A Python package Leveraging LLMs for Research Synthesis
Project description
Research summarizer
Leveraging LLMs for Research Synthesis
This package is designed to leverage the power of Large Language Models (LLMs) to summarize and synthesize research papers. It combines Natural Language Processing (NLP) techniques and LLMs to extract and summarize key sections from research papers. We provide two methods allowing users to either summarize the full article(s) from the Introduction onwards or start the summary from the methodology onwards. We used a prompt engineering technique where users can specify what they want to extract from the paper(s) and get the summary. This way, the summarizer can provide a high-level summary of the important findings and conclusions. This package also allows you to process multiple PDFs simultaneously, making it particularly useful for systematic literature reviews and research synthesis.
Features
- PDF Extraction: Extract text content from PDF files.
- Text Preprocessing: Clean and preprocess the extracted text for better summarization.
- Section Extraction: Identify and extract specific sections from the research paper.
- Text Summarization: Generate high-level summaries of the extracted sections using Open source LLMs like Llama 3 and Open AI's GPT-4 model.
- It can batch process multiple research papers at once.

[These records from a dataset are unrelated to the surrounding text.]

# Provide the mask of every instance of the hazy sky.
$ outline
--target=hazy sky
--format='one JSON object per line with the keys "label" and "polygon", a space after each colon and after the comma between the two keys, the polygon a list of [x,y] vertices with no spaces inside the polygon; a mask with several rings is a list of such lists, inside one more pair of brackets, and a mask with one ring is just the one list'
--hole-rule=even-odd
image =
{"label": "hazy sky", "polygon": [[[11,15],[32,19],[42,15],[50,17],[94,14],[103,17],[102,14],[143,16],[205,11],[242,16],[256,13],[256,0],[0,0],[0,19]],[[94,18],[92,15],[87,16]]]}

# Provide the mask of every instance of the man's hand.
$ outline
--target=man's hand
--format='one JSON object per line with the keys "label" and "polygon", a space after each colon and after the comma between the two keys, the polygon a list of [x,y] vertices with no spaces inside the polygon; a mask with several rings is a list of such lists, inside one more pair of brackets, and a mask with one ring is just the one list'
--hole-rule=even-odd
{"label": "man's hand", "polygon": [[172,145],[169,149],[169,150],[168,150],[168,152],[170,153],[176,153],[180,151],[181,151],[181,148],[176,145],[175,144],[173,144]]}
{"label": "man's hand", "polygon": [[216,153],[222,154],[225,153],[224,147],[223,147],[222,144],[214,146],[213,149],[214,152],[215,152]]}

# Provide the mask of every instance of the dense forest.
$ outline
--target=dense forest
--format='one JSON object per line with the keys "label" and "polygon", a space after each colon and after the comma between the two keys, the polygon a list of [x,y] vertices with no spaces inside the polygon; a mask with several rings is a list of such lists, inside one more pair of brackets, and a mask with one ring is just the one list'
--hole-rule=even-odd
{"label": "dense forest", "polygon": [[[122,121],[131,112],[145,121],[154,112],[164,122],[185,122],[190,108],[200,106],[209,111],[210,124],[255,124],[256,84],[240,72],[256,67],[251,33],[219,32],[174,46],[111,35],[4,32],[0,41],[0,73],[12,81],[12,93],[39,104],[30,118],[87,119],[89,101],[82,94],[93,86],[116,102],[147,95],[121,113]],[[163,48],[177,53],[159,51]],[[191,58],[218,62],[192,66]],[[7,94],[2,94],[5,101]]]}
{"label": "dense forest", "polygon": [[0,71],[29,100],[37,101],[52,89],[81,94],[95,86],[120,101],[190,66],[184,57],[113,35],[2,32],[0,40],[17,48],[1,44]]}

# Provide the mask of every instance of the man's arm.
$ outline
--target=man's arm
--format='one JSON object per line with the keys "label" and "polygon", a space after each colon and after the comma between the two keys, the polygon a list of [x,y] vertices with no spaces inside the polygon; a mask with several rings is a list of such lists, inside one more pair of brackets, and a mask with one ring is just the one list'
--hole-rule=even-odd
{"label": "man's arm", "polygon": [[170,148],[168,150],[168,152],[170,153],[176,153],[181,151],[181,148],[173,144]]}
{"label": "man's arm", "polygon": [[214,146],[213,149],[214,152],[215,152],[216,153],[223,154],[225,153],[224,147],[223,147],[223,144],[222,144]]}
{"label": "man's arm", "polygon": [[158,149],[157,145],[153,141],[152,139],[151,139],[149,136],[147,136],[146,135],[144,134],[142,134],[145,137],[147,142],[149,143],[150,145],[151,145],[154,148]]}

- So, users just need to upload a folder containing multiple research papers and the summarizer will process all the papers and return a summary of each paper.
- The summaries are saved to a folder on your machine.
- Streamlit Interface: A user-friendly web interface for uploading PDF files and displaying summaries. You can access the web app via this link.
Usage
Installation
Install the res-sum
package using pip:
pip install res-sum
If you prefer to use a virtual environment to avoid package conflict, you can set up a virtual environment
python -m venv venv
Then you can activate it:
On Mac:
source venv/bin/activate
On Windows:
venv\Scripts\activate
Import and Setup
After installing, you need to import the required libraries and then initialize the "ResSum" class. You'd have to download necessary NLTK resources if you haven't already:
import os
import nltk
from res_sum.research_summarizer import ResSum
# Download NLTK 'punkt' tokenizer
nltk.download('punkt_tab')
# Initialize the ResSum class
summarizer = ResSum()
Set Up API Keys
You need API keys to run LLMs or the embedding. Ensure you have your API keys set up as environment variables (recommended) or specify them directly:
Obtain an API key from Groq.
obtain an API key from Voyage AI.
Note that Groq gives free access to their models. For this package, we currently have two Llama models (8B and 70B). We intend to add more as more LLMs become openly and freely available. Although Groq access may be limited per token per day, our method works for most articles (short or long). The effectiveness of our approach was first tested on over 750 articles, and they were processed successfully. So, while we are confident the method works and you should not max out your tokens in a single request, processing VERY long books (like textbooks) is not encouraged. Also, Voyage AI has a free version, which should be enough for personal (non-commercial) usage. You can read more on their respective website above. You can also pass the API keys directly if you have other access to Llama models (aside from Groq).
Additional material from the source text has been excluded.